To Further Test the Hypothesis:
• Examined the relationship between
activity in regions with MN properties and
symptom severity, as indexed by
children’s scores on the ADOS-G and
the ADI-R.
• Controlled for IQ
Observations
• Negative correlations between activity in the
pars opercularis and the children’s scores on
the social subscales of the ADOS-G and ADIR.
– The greater the activity in this critical component of
the MNS during imitation, the higher a child’s level
of functioning in the social domain
– Activity in components of the normative network
underlying emotion understanding via action
representation was also negatively correlated with
symptom severity.
Analysis of Experiment
•
Although they were unable to monitor gaze fixation
during scanning, a variable shown to affect brain
activity in ASD, it is unlikely that their findings reflect
between-group differences in the amount of time
spent looking at the eye region.
1. During neither the imitation or observation of
facial expressions did they find group differences
in the fusiform region.
2. Activity in the fusiform gyrus did not correlate with
activity in MNS areas in either condition.

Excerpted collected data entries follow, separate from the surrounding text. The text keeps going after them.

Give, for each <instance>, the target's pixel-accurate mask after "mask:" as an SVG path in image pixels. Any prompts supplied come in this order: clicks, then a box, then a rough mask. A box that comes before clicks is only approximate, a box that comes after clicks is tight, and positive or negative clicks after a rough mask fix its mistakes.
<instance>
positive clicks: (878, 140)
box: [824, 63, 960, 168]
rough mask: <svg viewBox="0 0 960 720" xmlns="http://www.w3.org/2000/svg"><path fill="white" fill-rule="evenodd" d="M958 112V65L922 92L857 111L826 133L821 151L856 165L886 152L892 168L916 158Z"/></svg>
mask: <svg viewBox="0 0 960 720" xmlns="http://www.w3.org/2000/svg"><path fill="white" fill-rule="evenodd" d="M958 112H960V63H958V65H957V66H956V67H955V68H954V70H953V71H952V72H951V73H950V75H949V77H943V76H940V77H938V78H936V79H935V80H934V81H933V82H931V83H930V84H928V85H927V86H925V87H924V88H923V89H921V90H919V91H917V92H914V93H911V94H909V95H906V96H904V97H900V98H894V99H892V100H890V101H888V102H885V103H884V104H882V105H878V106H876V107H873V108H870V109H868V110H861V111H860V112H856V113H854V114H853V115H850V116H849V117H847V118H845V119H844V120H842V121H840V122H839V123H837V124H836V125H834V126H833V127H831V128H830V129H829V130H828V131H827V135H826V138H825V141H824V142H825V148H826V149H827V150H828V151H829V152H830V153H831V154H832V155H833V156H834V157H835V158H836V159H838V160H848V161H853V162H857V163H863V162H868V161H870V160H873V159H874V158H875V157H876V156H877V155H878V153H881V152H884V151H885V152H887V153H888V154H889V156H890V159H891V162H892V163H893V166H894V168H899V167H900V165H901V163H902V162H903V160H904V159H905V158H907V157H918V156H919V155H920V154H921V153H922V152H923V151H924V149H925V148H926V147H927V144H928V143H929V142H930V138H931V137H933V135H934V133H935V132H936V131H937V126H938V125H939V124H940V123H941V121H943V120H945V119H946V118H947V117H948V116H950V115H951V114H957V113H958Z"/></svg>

3. In the children with ASD for whom eye-tracking
data were available, there was no indication of a
positive relationship between MNS activity in the
pars opercularis and time spent fixating the eyes.
Analysis of the Experiment
(Cont.)
•
Despite the fact that they were unable to monitor task
performance during scanning and imitation deficits in ASD, they
believe that their findings reflect the children with ASD not
performing the imitation task or not performing it well.
1. All the children were willing and able to perform the task
before scanning.
2. Children with ASD performed the task outside the scanner
as well as TD children.
3. Observations of the ASD group show robust activity in
primary motor and premotor areas of the face during the
imitation task, with no evidence of between group
differences in these regions.
4. The ASD children showed greater activity than the typically
developing children in right visual and left anterior parietal
areas.
Conclusions
• The neural strategies adopted by the TD and
ASD groups are quite different.
– TD children rely upon a right hemisphere-mirroring
neural mechanism—interfacing with the limbic
system via the insula.
– ASD children must adopt an alternative strategy of
increased visual and motor attention. In effect, the
internally felt emotional significance of the imitated
facial expression is not probably not experienced.
Conclusions (Cont.)
• The fact that TD children showed increased MNS
activity even when simply observing an emotional
expression indicates that this mirroring mechanism
underlies the ability to read others’ emotional states
from a glance.
• The lack of MNS activity during both the imitation and
the observation of emotional expressions in their
sample of children with ASD provides support that
early dysfunction in the MNS may be at the core of the
social deficits that are typical of ASD.